A Nation is not like a household (even a Nation that has made the terrible mistake of giving up a sovereign currency and adopting the euro). If a Nation cuts spending on “social welfare programs” when they are most needed during a severe economic contraction two results are certain. It will increase the misery inflicted by the recession or depression. It will also slow its recovery from the economic crisis compared to what would have been the result had it maintained, or preferably, increased spending. When a Nation cuts its social spending during a serious contraction it makes the problem of inadequate demand worse. The result is that the contraction is likely to deepen and any recovery is often halted and reversed.
As a recession deepens tax revenues fall sharply and GDP falls. The ratio of debt to GDP frequently increases due to austerity – the opposite of what the austerians promise. This is what Krugman explained in the third paragraph of the excerpt from his column quoted above. So, when Lagarde or Rehn claim that austerity puts “debt on a firmly downward path” ask why anyone would take comfort from that claim given that austerity also puts the GDP “on a firmly downward path.” The resultant debt-to-GDP ratio often rises due to austerity. (If the ECB fails to block the bond vigilantes the result can be a sovereign debt death spiral in which austerity not only increases the debt-to-GDP ratio but even the absolute amount of debt and the interest expense of that debt.)

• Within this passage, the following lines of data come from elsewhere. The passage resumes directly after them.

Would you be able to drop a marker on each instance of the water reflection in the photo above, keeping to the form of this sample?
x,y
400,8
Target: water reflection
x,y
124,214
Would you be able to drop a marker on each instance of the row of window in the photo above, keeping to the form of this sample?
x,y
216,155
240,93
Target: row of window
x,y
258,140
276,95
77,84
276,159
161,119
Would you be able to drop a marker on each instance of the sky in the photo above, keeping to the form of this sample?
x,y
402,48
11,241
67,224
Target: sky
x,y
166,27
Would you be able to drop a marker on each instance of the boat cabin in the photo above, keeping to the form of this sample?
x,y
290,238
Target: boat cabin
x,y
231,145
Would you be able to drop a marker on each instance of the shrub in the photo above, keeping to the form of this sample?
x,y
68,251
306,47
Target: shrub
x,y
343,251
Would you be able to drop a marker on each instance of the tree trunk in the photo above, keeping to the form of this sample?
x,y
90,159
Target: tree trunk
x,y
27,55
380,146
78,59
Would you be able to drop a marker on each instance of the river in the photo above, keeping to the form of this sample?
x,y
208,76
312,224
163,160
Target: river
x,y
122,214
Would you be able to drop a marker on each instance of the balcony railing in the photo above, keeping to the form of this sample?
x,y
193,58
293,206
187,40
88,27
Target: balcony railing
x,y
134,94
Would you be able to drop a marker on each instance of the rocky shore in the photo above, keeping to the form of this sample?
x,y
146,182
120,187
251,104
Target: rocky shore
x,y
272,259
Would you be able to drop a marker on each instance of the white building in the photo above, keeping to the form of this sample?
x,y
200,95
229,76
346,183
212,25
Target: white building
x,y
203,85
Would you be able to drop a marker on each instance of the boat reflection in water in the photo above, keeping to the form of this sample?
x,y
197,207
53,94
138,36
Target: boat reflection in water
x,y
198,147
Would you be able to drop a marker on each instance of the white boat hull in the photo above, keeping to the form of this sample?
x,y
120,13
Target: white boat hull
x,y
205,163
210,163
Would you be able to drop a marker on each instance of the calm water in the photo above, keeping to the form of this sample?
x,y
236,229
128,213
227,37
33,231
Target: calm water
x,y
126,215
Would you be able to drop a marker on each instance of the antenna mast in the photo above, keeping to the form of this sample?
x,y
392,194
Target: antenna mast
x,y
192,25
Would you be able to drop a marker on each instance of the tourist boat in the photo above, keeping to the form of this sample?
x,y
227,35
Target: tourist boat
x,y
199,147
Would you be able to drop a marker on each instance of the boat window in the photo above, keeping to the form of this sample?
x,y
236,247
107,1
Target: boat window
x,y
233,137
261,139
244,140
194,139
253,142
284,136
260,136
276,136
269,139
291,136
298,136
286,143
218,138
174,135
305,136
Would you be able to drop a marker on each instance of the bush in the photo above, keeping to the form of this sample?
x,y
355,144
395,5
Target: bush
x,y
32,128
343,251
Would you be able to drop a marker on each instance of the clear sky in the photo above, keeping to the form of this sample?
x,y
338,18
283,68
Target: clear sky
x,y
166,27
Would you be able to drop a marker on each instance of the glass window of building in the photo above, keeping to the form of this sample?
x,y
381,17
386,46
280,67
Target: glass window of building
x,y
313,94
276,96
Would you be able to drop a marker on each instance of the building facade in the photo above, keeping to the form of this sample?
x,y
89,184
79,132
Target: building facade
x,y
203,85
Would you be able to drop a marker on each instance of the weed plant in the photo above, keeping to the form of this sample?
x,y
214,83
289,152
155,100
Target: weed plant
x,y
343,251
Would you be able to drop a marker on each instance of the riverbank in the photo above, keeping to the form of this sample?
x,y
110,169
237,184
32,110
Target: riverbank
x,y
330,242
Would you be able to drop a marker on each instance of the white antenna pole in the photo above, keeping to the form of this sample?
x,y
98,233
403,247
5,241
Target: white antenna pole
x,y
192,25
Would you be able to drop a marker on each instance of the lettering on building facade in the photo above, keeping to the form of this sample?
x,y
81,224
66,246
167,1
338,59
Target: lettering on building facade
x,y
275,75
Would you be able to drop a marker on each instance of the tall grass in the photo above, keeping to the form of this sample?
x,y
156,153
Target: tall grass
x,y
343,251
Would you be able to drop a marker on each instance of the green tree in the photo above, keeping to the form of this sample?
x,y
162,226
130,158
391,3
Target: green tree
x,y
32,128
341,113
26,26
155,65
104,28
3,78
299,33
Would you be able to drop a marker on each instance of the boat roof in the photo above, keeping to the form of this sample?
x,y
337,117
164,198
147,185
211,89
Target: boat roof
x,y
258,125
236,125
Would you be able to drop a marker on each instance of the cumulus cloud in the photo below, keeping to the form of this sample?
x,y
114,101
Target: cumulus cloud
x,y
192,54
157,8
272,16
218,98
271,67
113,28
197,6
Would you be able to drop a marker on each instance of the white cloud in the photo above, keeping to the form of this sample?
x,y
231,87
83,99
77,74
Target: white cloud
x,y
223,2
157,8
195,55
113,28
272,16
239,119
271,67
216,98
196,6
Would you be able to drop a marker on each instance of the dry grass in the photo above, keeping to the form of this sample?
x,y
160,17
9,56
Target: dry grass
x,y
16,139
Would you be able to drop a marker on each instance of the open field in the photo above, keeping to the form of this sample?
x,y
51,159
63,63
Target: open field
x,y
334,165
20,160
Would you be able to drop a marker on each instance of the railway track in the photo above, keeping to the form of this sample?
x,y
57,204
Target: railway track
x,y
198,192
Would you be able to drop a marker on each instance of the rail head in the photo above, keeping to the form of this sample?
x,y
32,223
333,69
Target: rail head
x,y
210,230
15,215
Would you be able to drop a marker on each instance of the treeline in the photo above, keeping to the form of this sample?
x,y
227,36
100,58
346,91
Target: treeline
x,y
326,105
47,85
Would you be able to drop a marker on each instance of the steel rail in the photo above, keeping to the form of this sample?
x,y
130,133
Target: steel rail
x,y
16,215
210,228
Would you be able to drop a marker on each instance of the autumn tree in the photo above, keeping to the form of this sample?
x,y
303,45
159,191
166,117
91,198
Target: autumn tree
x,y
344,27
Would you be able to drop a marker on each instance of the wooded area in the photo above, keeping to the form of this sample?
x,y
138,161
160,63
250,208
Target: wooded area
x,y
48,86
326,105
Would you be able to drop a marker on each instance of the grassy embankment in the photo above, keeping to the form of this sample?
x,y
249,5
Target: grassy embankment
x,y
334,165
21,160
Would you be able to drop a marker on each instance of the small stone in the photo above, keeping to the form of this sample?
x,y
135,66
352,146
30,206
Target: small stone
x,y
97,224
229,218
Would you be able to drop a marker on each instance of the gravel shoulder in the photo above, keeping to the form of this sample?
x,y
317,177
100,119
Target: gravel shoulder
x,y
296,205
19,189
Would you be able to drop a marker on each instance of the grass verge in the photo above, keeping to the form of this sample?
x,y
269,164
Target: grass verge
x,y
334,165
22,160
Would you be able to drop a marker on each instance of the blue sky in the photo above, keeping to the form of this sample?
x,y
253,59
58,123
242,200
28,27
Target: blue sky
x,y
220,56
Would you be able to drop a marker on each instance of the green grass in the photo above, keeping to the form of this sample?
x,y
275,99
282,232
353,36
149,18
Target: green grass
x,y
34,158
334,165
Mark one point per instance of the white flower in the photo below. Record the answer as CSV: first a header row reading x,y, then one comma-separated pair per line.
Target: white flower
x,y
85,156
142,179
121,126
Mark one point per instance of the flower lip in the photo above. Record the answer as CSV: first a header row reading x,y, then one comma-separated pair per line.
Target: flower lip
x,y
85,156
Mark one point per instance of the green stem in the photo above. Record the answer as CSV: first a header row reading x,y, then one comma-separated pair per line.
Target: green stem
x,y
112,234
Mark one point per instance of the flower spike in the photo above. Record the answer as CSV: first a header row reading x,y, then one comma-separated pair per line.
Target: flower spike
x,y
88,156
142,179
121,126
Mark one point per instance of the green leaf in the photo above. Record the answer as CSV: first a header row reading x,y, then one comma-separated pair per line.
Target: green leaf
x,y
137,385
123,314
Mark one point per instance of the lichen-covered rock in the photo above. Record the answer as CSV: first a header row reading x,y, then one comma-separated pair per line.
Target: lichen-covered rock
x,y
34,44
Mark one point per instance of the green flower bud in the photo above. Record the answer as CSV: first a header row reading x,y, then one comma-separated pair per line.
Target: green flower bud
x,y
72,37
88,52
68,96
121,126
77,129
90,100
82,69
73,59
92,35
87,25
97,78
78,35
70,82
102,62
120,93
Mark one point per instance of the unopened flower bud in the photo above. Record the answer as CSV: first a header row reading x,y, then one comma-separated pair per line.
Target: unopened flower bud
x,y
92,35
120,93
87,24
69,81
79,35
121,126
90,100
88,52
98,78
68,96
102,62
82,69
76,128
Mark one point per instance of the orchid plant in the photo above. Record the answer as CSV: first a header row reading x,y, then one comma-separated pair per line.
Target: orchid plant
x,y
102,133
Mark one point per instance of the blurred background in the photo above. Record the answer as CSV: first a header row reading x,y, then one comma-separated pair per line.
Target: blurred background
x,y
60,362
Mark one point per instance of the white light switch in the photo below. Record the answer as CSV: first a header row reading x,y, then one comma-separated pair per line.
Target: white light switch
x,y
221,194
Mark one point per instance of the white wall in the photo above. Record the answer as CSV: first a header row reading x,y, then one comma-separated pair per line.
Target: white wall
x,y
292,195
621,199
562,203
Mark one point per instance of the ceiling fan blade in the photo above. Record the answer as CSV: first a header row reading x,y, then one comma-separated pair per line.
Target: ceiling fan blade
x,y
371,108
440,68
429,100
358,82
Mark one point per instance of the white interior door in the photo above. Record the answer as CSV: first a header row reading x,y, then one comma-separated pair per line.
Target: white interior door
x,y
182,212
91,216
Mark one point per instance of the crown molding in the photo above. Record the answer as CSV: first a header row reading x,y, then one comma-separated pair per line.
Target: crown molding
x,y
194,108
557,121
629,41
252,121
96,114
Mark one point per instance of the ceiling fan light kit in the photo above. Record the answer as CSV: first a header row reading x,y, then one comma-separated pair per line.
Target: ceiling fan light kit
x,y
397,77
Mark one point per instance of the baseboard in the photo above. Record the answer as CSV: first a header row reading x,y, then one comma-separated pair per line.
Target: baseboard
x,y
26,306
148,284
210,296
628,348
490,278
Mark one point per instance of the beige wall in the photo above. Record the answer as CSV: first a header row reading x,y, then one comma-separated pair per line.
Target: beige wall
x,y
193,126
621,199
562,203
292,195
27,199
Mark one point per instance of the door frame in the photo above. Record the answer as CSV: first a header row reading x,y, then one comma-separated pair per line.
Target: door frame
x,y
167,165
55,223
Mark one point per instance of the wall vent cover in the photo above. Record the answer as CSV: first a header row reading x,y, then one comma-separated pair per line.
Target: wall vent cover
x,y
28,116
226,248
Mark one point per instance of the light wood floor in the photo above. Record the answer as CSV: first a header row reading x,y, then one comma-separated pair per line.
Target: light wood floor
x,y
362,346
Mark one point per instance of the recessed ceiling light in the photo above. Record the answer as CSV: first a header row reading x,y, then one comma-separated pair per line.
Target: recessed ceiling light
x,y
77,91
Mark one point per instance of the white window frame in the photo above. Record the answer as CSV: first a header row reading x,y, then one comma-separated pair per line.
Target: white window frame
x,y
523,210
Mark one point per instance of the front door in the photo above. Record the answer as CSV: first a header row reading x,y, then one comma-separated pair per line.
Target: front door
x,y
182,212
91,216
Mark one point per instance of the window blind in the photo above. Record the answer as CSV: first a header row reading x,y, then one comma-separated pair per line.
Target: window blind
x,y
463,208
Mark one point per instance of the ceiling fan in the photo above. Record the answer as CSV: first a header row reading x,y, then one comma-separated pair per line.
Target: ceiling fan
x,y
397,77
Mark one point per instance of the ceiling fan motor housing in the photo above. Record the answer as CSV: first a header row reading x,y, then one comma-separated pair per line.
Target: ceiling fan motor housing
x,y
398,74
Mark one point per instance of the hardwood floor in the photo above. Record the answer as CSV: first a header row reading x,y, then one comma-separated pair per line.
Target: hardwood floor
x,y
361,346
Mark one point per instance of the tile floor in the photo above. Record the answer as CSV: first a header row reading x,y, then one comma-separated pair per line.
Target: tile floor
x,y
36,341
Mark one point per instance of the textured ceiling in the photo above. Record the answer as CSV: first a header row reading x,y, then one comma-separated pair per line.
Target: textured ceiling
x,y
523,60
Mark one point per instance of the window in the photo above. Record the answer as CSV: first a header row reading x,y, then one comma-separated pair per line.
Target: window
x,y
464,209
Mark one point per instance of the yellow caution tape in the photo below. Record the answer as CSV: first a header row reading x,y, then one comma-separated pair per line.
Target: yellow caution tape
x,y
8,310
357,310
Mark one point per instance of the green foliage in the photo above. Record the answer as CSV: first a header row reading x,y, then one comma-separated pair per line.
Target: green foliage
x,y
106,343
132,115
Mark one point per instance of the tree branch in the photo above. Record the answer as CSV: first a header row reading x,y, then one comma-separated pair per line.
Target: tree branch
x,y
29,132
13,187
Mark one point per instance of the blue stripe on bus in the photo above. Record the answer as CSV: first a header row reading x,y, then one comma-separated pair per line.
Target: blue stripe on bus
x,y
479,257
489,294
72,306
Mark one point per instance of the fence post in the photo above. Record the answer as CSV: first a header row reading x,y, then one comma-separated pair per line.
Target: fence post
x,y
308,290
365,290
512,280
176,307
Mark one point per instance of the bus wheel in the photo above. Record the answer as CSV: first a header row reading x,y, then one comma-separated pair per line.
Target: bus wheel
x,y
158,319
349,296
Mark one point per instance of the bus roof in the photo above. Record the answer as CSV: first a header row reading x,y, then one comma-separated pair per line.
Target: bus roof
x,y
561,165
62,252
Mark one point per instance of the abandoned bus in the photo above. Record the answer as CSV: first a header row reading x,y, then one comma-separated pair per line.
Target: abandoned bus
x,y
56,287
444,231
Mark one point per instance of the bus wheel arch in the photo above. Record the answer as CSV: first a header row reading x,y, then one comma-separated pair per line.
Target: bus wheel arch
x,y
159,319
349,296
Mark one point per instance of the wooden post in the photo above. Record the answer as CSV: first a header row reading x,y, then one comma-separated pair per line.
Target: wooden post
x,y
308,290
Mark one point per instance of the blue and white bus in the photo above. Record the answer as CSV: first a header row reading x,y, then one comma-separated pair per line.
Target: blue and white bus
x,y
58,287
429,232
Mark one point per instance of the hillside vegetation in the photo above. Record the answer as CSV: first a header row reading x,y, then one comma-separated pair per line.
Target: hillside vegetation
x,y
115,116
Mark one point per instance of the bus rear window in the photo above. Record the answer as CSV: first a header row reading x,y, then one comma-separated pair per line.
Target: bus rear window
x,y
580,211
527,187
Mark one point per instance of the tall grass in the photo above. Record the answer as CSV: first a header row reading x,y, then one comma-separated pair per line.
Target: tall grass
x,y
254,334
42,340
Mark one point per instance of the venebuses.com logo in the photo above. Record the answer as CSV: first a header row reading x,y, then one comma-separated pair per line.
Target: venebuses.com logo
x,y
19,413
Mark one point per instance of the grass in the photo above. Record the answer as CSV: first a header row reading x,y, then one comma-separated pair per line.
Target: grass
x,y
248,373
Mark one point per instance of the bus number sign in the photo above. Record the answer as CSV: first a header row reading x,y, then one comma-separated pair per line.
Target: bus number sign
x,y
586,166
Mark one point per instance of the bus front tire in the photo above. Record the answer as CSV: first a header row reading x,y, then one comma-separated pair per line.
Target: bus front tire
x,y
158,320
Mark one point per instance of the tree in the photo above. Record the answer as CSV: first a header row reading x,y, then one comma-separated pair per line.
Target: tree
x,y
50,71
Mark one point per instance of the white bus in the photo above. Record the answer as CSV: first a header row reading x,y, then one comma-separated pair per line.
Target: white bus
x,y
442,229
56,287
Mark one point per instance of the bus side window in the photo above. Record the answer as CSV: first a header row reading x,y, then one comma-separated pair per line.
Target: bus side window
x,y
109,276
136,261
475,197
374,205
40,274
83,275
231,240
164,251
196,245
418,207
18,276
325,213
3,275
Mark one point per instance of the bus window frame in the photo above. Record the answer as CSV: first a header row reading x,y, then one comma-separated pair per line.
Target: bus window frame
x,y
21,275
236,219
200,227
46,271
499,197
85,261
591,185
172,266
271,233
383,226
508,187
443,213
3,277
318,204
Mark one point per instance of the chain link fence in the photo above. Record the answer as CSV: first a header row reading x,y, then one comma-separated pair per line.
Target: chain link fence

Reporters who uncritically accept the austerians’ medicine metaphor have aided and abetted Prime Minister Merkel, Rehn, Mario Draghi (and his predecessor), Prime Minister Cameron, and Lagarde’s creation of the gratuitous über-Depression. The cost of these self-destructive policies, embraced in President Obama’s proposed budget, is measured in the trillions of dollars of lost GDP and many millions of jobs. We cannot afford to continue this insanity. Reporters need to become part of the solution. All they need to do so is to adopt the finest standards of professionalism and begin to ask tough questions and kick the analytical tires. Reporters (appropriately) kick the tires when they talk to us (UMKC economics), and we have a superb track record of predictive accuracy and analytical rigor. The austerians cannot survive having their claims subjected to normal scientific and logic tests.
Has the NYT ever had Krugman spend two hours educating its financial reporters about austerity and the euro’s design defects? That would be one of the best investments it could ever make in raising the quality of its reportage on these issues.